We developed a film archive including works by: Moira Zoitl’s ‘Exchange Square’ (2007); Can Altay’s ‘We’re Papermen, He said’ (2003) and Kennedy Browne’s ‘How Capital Moves’ (2010).
We hosted a public screening of Pilvi Takala’s The Trainee followed by a discussion with writer Marina Vishmidt and a ‘reclaim the lunch hour’ event with lunch and screening of ‘Sweet Sugar Rage,’ (1985) by the Sistren Theatre Collective and Jesse Jones’ ‘The Struggle Against Ourselves,’ (2012).
Each day we focused on one worker stereotype, discussed a reading, watched a film and interviewed a co-worker about their physical relationship to work.
MONDAY 8 APRIL: ST. MONDAY The office was closed as Jenny and Sophie worshiped St Monday by having a lazy day.
TUESDAY 9 APRIL: THE MANAGER Tuesday started with a slow commute to work as Jenny and Sophie trekked across marshes and motorways to reach the office. They document their walk, the physical and emotional affects and analysed whether the walk was worth it.
WEDNESDAY 10 APRIL : THE TRAINEE Reading: The Great Caliban: The struggle against the rebel body by Sylvia Federici (2004) and Pilvi Takala The Trainee – Screening and Discussion with Marina Vishmidt at Birkbeck Cinema, 43 Gordon Square, London, WC1H 0PD
Marina Vishmidt presented a paper on Pilvi Takala’s performance and film The Trainee (2008) drawing on her research into how art models anomalous labour conditions in the period of financialised capitalism. She explored how strategies such as performativity, intimacy and refusal traverse contemporary forms of labour and art. The competitive ideology of abstract value standardises the conditions for both, getting them to mingle and blur in a kind of abstract activity typical of financial commodities.
Marina Vishmidt is a London-based writer who deals mainly with art, value and the politics of work and abstraction. A former Research Fellow at the Jan van Eyck Academie, she has an MA in Modern European Philosophy and is currently doing a PhD at Queen Mary, University of London on speculation as a mode of production in art and capital.
Pilvi Takala’s The Trainee was produced in a collaboration with Deloitte and Kiasma Museum of Contemporary Art, and involved the artist working for a month as trainee “Johanna Takala” in the marketing department of Deloitte. Takala studied at the Academy of Fine Arts, Helsinki and was resident at the Rijksakademie, Amsterdam.http://www.pilvitakala.com
THURSDAY 11 APRIL: THE OUTSOURCED We invited co-workers for after work drinks to discuss why/how work seeps into our social lives and vice versa.

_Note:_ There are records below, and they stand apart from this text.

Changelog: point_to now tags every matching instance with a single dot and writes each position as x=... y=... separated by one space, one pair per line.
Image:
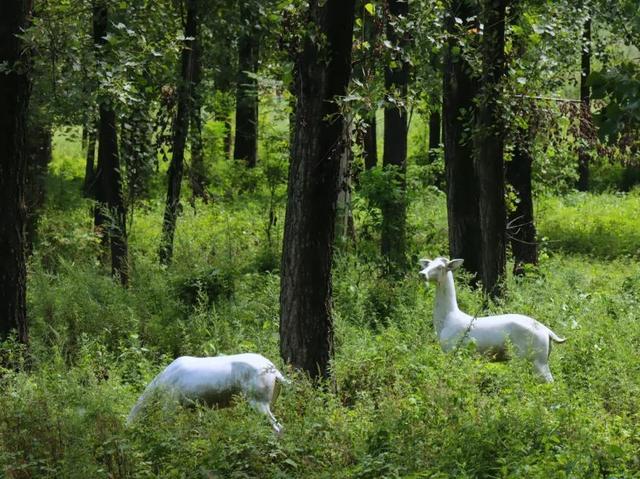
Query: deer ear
x=454 y=264
x=424 y=262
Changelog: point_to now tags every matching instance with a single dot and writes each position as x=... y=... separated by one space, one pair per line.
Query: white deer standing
x=530 y=338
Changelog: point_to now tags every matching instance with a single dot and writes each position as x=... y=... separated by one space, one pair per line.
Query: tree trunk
x=345 y=227
x=88 y=187
x=14 y=98
x=459 y=90
x=490 y=150
x=368 y=136
x=197 y=172
x=435 y=122
x=323 y=69
x=38 y=151
x=521 y=229
x=393 y=235
x=176 y=167
x=369 y=142
x=585 y=107
x=110 y=213
x=246 y=144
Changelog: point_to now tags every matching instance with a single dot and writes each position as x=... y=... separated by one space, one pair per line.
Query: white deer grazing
x=214 y=381
x=530 y=339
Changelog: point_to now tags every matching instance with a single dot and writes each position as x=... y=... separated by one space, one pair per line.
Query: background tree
x=585 y=105
x=323 y=69
x=490 y=149
x=14 y=96
x=180 y=129
x=246 y=140
x=110 y=213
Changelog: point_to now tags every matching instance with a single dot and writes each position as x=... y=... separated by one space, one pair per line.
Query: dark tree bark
x=368 y=134
x=197 y=172
x=585 y=107
x=459 y=90
x=369 y=142
x=323 y=69
x=393 y=235
x=521 y=226
x=14 y=97
x=181 y=126
x=88 y=187
x=246 y=144
x=490 y=150
x=435 y=123
x=38 y=151
x=110 y=213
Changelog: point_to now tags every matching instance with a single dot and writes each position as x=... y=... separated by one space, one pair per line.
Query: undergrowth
x=396 y=405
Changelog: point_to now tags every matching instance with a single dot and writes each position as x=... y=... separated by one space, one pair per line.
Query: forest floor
x=397 y=406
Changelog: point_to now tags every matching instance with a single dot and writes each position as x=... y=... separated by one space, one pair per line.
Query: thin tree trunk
x=368 y=139
x=345 y=227
x=15 y=89
x=246 y=144
x=89 y=171
x=38 y=151
x=459 y=90
x=176 y=167
x=197 y=172
x=110 y=213
x=490 y=152
x=394 y=210
x=521 y=227
x=369 y=142
x=435 y=123
x=585 y=107
x=323 y=69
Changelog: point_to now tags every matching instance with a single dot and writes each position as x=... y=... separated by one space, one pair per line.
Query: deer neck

FRIDAY 12 APRIL: THE ADMINISTRATOR During the final day we invited our co-workers to a Public Lunch Hour (1-2pm) in Peltz Gallery where we ate together and discussed the week’s research – culminating with a discussion around ideas of ‘physical intellect’ and the different ways we can map and question our physical relationships to work and a screening of Sweet Sugar Rage by the Sistren Theatre Collective (1985).